T reg cell depletion augments viral clearance from the chronically infected GIT. (A–D) Mice were infected with LCMV-Arm (acute) or LCMV-Cl13 (chronic), and at 35 dpi, T reg cells (CD4⁺Foxp3⁺) were analyzed by CyTOF from SI, LI, and spleen and clustered using PhenoGraph. (A) UMAP plots colored according to PhenoGraph-defined clusters. Numbers in each UMAP plot indicate the cluster. Plots are concatenated from n = 5 mice per group from one of two independent experiments. (B) Bar graphs show the relative proportion of each cluster within the total T reg cell population. *, P < 0.05 LCMV-Arm versus LCMV-Cl13 by ANOVA test. n = 5 mice per group from one of two independent experiments. (C) Heatmap shows row-normalized expression of clustering markers in clusters where P < 0.05 by ANOVA test for LCMV-Arm infection (blue) versus LCMV-Cl13 infection (red).
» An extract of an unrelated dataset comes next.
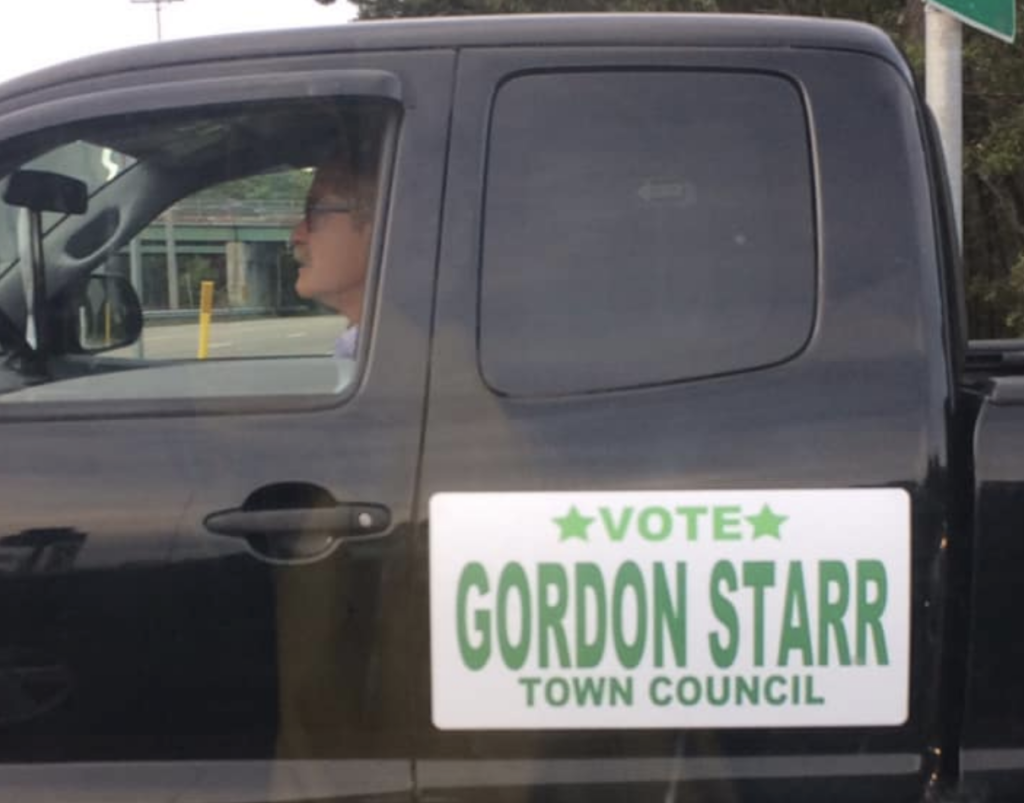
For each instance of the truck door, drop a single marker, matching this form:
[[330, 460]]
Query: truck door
[[203, 562], [680, 463]]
Heatmap was concatenated from n = 5 mice per group from one of two independent experiments. (D) Representative contour plots show Tbet and RORγt expression on total FoxP3⁺ cells from each organ. Plots were concatenated from n = 5 mice per group from one of two independent experiments. (E) DEREG (DeR) or littermate (Lm) control mice were infected with LCMV-Cl13 and 50–60 d later were treated with DT to deplete Foxp3⁺ T reg cells. Box plots show virus titers in the SI and LI 9 d after DT treatment. Error bars indicate the highest and lowest values. Data from three independent experiments with n = 14–15 mice per group. *, P < 0.05 by t test.